Num momento de transe filosófico (sim, eu também tenho disso) redigi esta peça/poema ao estilo de Gil Vicente. Trata-se de um prelúdio do Auto da Barca do Inferno onde surge uma nova personagem: Sócrates, o tipo que andava demasiado ocupado a chatear pessoas nas ruas de Atenas com perguntas chatas tais como «O que é a virtude?», «O que é o Saber?» e «O que é Ser?» para que tivesse tempo de escrever o que quer que fosse e por isso temos de confiar no testemunho dum tal Platão (o homem tinha os ombros largos) e dum Xenofonte (um zé-ninguém que nunca conseguiu ser tão famoso quanto o anterior). Consta que era um pai e marido negligente e vivia da comida que os que o recebiam em casa lhe davam. Irritou uns quantos magistrados atenienses e por isso foi condenado à morte por evenenamento com cicuta (uma planta). As suas últimas palavras foram um pedido para que fosse oferecida uma galinha a Asclépio (o deus da medicina). Apesar de eu me ter comprometido a não publicar poesia neste blogue, creio que esta é uma aceitável excepção.


(O Diabo e o Companheiro avistam um homem velho aproximar-se. O homem vem vestido com uma toga suja, descalço e com uns papeis em branco. Ao chegar à barca do Diabo pousa os papeis no chão. O Diabo imediatamente reconhece o homem e com um gesto ordena ao Companheiro que guarde os papeis. O Companheiro pega nos ditos e coloca-os numa caixa dentro da barca.)

Diabo
Ó Sócrates, já arcadámos teus papeis.
Escolhe agora um dos batéis.

Sócrates
Qual deles? Este aqui da esquerda?

Diabo
Sim, sim! Ires no outro será para nós uma grande perda.

Sócrates
E para onde vai este batel triunfal?
Acaso não irá para o burgo infernal?

Diabo
Ai podes crer que irá. Direitinho para o Tartarus!

Sócrates
Para o reino do Hádes e do terrível Cerebrus?!

Diabo
Falas de forma bela mas não vos preocupais
Que pela viagem e pelo serviço não pagareis mais
Do que aquilo que já devieis ao barqueiro
Quando vos forneceram, na morte, o dinheiro.

Sócrates
Eu vou antes ali ao batel do invisível,
Que vendo este, me parece mais apetecível.

(Sócrates dirige-se ao batel do Anjo.)

Sócrates
Ó da barca! Ó senhor das boas maresias!
Leva-me ao reino do inteligível, ao reino das oussias!
Meus pés, calejados e sofridos da minha idade
Anseiam por palmilhar a planície da verdade.

Anjo
Quem ousa interromper meu divinal petisco?

Sócrates
Sou Sócrates de Atenas, o filho de Sofronisco.
O mais sábio dos homens da humanidade educada
E o mais sábio sou porque não sei nada.

Anjo
Onde está a tua mítica modéstia?

Sócrates
Essa findou-se na hora funéstia:
Foi-me útil enquanto minha vida durou;
Dificilmente lhe darei proveito, agora que morto estou.

Anjo
Não me parece que aqui entre um sofista.

Sócrates
O quê?! Não pode ser!
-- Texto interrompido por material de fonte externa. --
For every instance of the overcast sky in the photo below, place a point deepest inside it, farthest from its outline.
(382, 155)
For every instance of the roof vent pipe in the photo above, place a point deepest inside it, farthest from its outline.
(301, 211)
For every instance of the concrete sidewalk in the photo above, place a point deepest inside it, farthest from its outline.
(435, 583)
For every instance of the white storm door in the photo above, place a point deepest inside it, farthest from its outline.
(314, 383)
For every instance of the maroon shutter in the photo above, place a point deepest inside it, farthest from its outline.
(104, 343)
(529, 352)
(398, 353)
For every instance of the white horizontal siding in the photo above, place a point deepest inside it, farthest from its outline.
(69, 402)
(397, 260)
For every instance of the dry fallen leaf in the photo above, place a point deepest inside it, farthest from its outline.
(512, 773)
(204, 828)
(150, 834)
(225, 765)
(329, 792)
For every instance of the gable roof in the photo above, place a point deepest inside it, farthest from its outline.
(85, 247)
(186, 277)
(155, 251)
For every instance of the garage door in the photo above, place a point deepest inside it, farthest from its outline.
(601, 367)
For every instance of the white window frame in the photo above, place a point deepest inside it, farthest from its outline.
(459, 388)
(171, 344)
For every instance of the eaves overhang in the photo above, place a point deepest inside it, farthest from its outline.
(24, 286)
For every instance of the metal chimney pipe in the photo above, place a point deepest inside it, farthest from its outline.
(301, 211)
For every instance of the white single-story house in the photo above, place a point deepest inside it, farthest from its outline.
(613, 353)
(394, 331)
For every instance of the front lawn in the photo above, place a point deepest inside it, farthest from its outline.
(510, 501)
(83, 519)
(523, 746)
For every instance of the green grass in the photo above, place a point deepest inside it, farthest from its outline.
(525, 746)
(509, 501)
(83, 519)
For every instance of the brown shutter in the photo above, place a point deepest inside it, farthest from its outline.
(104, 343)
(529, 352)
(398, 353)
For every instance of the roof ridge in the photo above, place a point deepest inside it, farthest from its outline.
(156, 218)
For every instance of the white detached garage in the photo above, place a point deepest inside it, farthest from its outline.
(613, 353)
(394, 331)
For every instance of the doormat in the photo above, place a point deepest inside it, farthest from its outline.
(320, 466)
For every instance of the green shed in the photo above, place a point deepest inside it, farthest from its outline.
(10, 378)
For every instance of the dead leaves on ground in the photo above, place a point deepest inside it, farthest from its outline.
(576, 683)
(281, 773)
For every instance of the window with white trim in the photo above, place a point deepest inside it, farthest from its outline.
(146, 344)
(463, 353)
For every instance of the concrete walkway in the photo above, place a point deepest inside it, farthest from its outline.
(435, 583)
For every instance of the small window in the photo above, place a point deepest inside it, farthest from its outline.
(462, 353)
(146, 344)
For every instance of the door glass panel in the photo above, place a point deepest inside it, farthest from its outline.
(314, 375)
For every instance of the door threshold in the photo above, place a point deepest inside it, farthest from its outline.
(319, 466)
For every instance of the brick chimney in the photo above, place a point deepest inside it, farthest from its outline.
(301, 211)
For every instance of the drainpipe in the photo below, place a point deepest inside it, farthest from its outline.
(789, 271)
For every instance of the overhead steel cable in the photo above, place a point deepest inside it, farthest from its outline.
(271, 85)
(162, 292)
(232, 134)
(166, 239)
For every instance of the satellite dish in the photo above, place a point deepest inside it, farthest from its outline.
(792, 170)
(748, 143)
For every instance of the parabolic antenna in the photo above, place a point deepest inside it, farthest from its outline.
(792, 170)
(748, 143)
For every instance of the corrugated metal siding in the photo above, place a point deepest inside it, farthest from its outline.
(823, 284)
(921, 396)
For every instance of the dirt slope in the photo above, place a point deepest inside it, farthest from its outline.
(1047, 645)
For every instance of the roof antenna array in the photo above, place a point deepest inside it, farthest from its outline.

Verifica de novo a lista.

Anjo
A verdade te digo. Aqui não entrarás!
Dirige-te ali a meu irmão. Com ele decerto partirás.

Sócrates
Como pode um sábio da minha sorte
Ser privado do seu divinal transporte?!
Oh que mundo cruel! Oh que mundo vil!
Em que um homem como eu, um homem tão servil…

Anjo
Cessa teu queixume! Pareces uma velha lavadeira!
Em vida viveste sempre de maneira
Pretensiosa e arrogante, por isso, agora,
Seguirás na outra barca. Despacha-te que já é hora!

(Afugentado pelo Anjo, Sócrates dirige-se cabisbaixo à barca do Diabo.)

Diabo
Ah que saudades tinha de ti, meu sabichão!
Como correu a conversa ali com meu irmão?

Sócrates
Foi recusada a minha entrada no paraíso.
Consta que em vida não fiz o que era preciso.

Diabo
Ninguém o fez! Ninguém o faz! Ninguém!
Transportei três epicuristas ainda ontem.
Não sei porque não fecham aquela caravela.
Nunca lá tem passageiros nem clientela!

Sócrates
Chega de dialéctica! Finda teu discurso!
Solta a vela, levanta a âncora. Iniciemos nosso curso.

Diabo
O mar está picado, o vento está de bolina.
Ainda assim partiremos. Larguemos a marina!